Hello, i have a simple question.
[ What's the best way to reduce a congruence? ]
By this, i mean to reduce a really large number to a number, smaller than it's modulus (divisor).
Consider this example brought to you courtesy of Fermat.
What is the remainder upon dividing 5^999,999 by 7?
My way to answer this beast goes like this.
Let c= equal the triple slash congruent sign (like = but with an extra line on top).
So 5^999,999 c= x(mod7)
I proceed with 5^1 c= 2 (mod7)
thus 5^2 c= (2)^2 (mod7) > thus 5^2 c= 4 (mod7)
so (5^2)^4 c= 4^4 (mod 7) > so 5^8 c= 4 (mod7)
so 5^8 * 5 c= 4 * 5 (mod7) > so 5^9 c= 20 c= 6 (mod7)
So 5^9 c= 6 (mod7)
or algebraically, 5^9 = 7k + 6, for some integer k. > 1
<! Now for the nine modulus 7 part
> 9 c= 2 (mod7) > 9^2 c= 4 (mod7)
(9^2)^4 c= 4^4 (mod7) > 9^8 c= 4 (mod7)
9^8 * 9 c= 4 * 9 (mod7) > 9^9 c= 1 (mod7) > 2
So 9^9 = 7k + 1, for some integer k. > 3
Can i substitue this into the first part? I mean can you substitute a number's congruent part if the number is an exponent? I know that this is allowed if the number is a base. (5 in this case)

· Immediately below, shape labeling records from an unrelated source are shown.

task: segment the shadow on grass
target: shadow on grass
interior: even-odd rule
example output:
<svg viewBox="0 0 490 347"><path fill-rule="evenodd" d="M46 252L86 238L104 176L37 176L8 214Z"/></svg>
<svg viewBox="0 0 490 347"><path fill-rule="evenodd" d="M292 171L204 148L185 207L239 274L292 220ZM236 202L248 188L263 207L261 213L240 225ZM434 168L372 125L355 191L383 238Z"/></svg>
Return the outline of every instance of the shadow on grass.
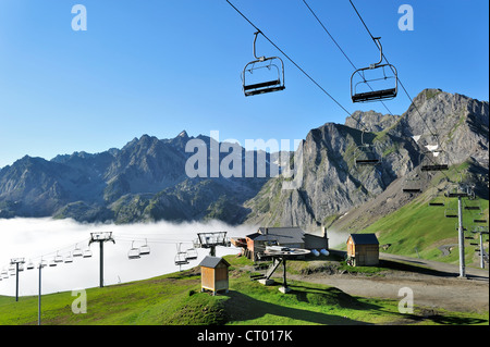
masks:
<svg viewBox="0 0 490 347"><path fill-rule="evenodd" d="M354 308L357 305L357 309L376 309L375 306L367 308L365 305L362 307L354 298L347 294L341 294L340 300L335 300L339 293L331 293L329 289L311 289L304 286L290 286L291 293L285 294L291 298L296 298L297 302L308 302L311 305L323 305L324 307L338 308ZM336 288L333 288L336 289ZM339 289L338 289L339 290ZM339 290L341 292L341 290ZM301 322L309 322L311 324L328 324L328 325L354 325L354 324L370 324L363 321L350 319L344 315L329 314L323 312L316 312L308 309L293 308L287 306L287 298L282 305L272 303L264 300L253 298L246 294L230 290L226 296L230 298L225 300L224 308L229 315L230 322L250 321L264 318L266 314L283 317L291 320L297 320ZM294 299L292 299L294 305ZM370 305L369 305L370 306ZM266 323L267 324L267 323ZM270 322L274 324L274 322ZM279 324L284 325L280 322ZM285 323L287 325L290 323ZM294 323L293 323L294 324Z"/></svg>

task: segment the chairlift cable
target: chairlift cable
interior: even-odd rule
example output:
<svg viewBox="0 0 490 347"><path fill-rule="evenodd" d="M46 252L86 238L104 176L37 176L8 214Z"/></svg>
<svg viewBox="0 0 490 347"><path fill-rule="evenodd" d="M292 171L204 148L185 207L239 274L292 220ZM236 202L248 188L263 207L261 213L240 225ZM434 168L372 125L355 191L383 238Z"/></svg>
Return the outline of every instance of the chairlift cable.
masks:
<svg viewBox="0 0 490 347"><path fill-rule="evenodd" d="M339 48L339 50L342 52L342 54L345 57L345 59L351 63L352 67L354 67L354 71L357 71L358 69L356 67L356 65L354 65L354 63L352 62L352 60L347 57L347 54L345 53L345 51L342 49L342 47L336 42L336 40L333 38L332 34L330 34L330 32L327 29L327 27L324 26L324 24L321 22L321 20L318 17L318 15L315 13L315 11L310 8L310 5L306 2L306 0L303 0L303 3L308 8L308 10L311 12L311 14L314 15L314 17L317 20L317 22L321 25L321 27L323 28L323 30L329 35L329 37L332 39L333 44L335 44L336 48ZM369 85L369 83L366 82L366 78L364 76L364 72L363 75L360 75L360 72L357 71L357 74L359 74L359 76L365 80L365 83L368 85L368 87L371 89L371 91L373 91L372 87ZM383 67L383 74L384 74L384 67ZM391 112L391 110L388 108L388 106L380 100L380 102L382 103L382 106L387 109L388 113L390 113L392 116L393 113ZM359 122L358 122L359 123ZM359 123L359 125L363 125Z"/></svg>
<svg viewBox="0 0 490 347"><path fill-rule="evenodd" d="M333 98L318 82L316 82L305 70L303 70L290 55L287 55L281 48L278 47L266 34L264 34L262 30L260 30L250 20L248 20L245 14L243 14L233 3L230 2L230 0L226 0L226 2L245 20L247 21L257 32L260 32L260 34L266 38L278 51L280 51L294 66L296 66L306 77L309 78L321 91L323 91L324 95L327 95L332 101L334 101L342 110L345 111L350 116L352 115L351 112L347 111L335 98Z"/></svg>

5^9 c= 5^2 (mod7), since 9 c= 2 (mod7)
5^(9^9) c= 5^(1) (mod7), since from 2, 9^9 c= 1 (mod7)
I believe there is something i could do with the above information, mainly equations 1, 2 and 3 but i'm stuck.
But i could creully go on towards 999,999 with the above method, but it would take terribly long. (Yes i have done it!)
I know for a fact that the answer is 6.
So is there a finish to my solution, or is there a better way to tackle this problem?
Any help would be appreciated, Scott.
> [ Prefer an answer in this newsgroup, so everyone can read it and learn from it! ]